先日、二夜連続で上戸 彩主演の「李香蘭」がTV東京系で放映されました。
18年前に沢口靖子でまったく同じように、山口淑子の自伝をドラマ化した「さよなら李香蘭」を見ていますので今回も期待していました。どっちが似てる?配役は?
楽しみがいっぱいです。
幸か不幸か、風邪をひき、家でまったり過ごす時間が長かったため
18年前のビデオまで再度見直し(といっても、もう擦り切れるほど見てますが)
比べてみました。
興味のある方はご覧ください。
まずは18年前の沢口靖子の李香蘭(本名:山口淑子)
似てます~。大きな目の華やかな顔立ちがそっくりだと、当時も思いましたが、
とっても清潔感のある李香蘭でした。
改めて見直すと、超アップ映像がとっても多い。
制作側の人たちも「似てる~」と思いながら撮っていたんだろうなあ。
歌は彼女の本職ではありませんが、私個人はすごくいい出来だと思いました。
もともとソプラノだし、透明感のある高音の響きがとってもきれいでした。
楽譜の音符の通り、丁寧に歌っているという印象。
そして今回の上戸 彩の李香蘭。
ワタシには沢口靖子の印象が強すぎて、「ちょっと地味?」という第一印象。
でも演技はなかなかで高感度大です。
チャイナドレスが抜群に似合っていました。裾のスリットも上戸彩の方が深かった(笑)
歌は彼女の方がうまいかも。ドラマの主題化とかけっこう歌ってるし。
聞けば聞くほど「うまいじゃない~!」と思わせる歌い方です。
一部吹き替えもあったようですが。
パワフルではないので 『耳に飛び込んできた瞬間ドキッ!』 というのでないのが損しているかなあ。
どちらが好みかは人により違いそうです。
次は彼女の周りの重要人物たち。
まずは男装の麗人・東洋のマタ・ハリ、川島芳子
「え~っ、山田邦子?」と、当時びっくりしたものですが、
立ち居振る舞い、かもし出す雰囲気、いさぎよさなど、たぶん本物に近いんじゃないかな~、と思わせる、いい感じでした。
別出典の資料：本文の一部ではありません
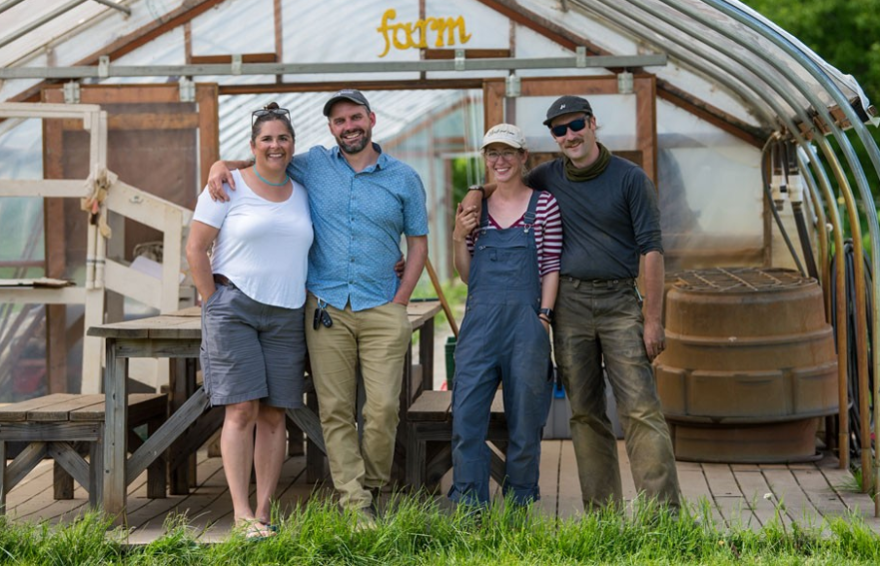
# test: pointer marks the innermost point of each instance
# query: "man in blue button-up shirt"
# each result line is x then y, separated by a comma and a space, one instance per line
362, 201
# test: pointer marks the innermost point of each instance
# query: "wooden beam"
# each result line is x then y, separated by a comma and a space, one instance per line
209, 132
665, 90
146, 121
55, 227
468, 53
245, 58
416, 84
543, 26
128, 43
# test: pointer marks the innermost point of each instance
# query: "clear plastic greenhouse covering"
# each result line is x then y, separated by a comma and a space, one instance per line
724, 87
334, 31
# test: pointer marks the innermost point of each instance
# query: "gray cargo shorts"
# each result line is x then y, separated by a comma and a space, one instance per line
251, 350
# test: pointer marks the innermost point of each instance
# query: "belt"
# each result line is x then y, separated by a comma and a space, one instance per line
607, 283
223, 280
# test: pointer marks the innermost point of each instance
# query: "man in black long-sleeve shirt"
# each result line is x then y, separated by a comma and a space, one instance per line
611, 221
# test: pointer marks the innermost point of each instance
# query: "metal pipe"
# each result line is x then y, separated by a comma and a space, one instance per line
9, 4
500, 64
39, 22
860, 311
818, 208
840, 313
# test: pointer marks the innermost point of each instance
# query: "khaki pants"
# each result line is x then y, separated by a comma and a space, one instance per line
374, 340
596, 321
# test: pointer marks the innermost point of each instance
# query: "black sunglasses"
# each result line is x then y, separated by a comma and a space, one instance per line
575, 125
257, 114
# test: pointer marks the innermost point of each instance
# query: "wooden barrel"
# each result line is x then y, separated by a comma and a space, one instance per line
749, 366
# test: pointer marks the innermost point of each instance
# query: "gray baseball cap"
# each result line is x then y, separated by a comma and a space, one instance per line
349, 94
567, 105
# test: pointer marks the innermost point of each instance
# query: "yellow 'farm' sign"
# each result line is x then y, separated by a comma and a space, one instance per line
414, 35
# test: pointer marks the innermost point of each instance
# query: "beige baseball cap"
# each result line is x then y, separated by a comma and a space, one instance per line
507, 134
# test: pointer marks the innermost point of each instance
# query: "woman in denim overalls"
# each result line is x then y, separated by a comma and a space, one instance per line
505, 333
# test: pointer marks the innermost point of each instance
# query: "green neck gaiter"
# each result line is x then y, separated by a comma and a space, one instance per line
591, 171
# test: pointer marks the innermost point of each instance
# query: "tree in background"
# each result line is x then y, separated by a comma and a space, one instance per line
844, 33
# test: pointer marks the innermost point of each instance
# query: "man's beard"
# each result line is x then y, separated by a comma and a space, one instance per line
355, 147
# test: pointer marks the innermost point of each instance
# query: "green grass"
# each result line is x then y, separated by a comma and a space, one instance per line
418, 532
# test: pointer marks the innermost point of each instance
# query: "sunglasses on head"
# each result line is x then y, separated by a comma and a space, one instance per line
257, 114
574, 125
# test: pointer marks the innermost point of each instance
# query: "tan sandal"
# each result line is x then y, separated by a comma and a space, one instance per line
254, 529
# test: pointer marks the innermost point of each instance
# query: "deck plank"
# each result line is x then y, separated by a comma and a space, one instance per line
548, 481
570, 503
695, 491
728, 497
812, 490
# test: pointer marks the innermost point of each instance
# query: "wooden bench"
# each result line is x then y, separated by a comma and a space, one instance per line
429, 436
59, 426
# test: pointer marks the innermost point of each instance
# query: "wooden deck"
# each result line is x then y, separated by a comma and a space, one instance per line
737, 494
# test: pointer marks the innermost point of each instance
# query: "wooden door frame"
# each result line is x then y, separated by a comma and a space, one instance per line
58, 338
芝居がかった演技が(芝居ですが)芳子らしい。決してミスキャストじゃないですね。
今回は菊川 怜。
見た目的には最高。かっこいいです。
ただ、おんな女した部分が透けて見えすぎの演出でした。
だからこそ彼女は助からない、銃殺になったんだ、と納得はいきますが。
どういう風に描くのかは番組を作る側の好みでしょうが、
私は外見は菊川怜、中身は山田邦子の「川島芳子」が見てみたいです。
そして影の大物。夜の満州を支配するという甘粕正彦。
鶴ちゃ~ん!私はこのドラマで彼を見る目が変わったのです。
しぶい! 複雑な人物を最低限のセリフと表情で、見事に演じていました。
そして今回は中村獅童。私はこの人の芸達者なところが大好き!
雰囲気は鶴ちゃんよりこちらの方が甘粕っぽいのかもしれませんが
実物より若すぎるし、甘粕の冷たい迫力は鶴ちゃんのほうが出ていたように思いました。でもどっちもイイ。
この時代は、作り物のドラマより事実の方がよっぽどドラマ的。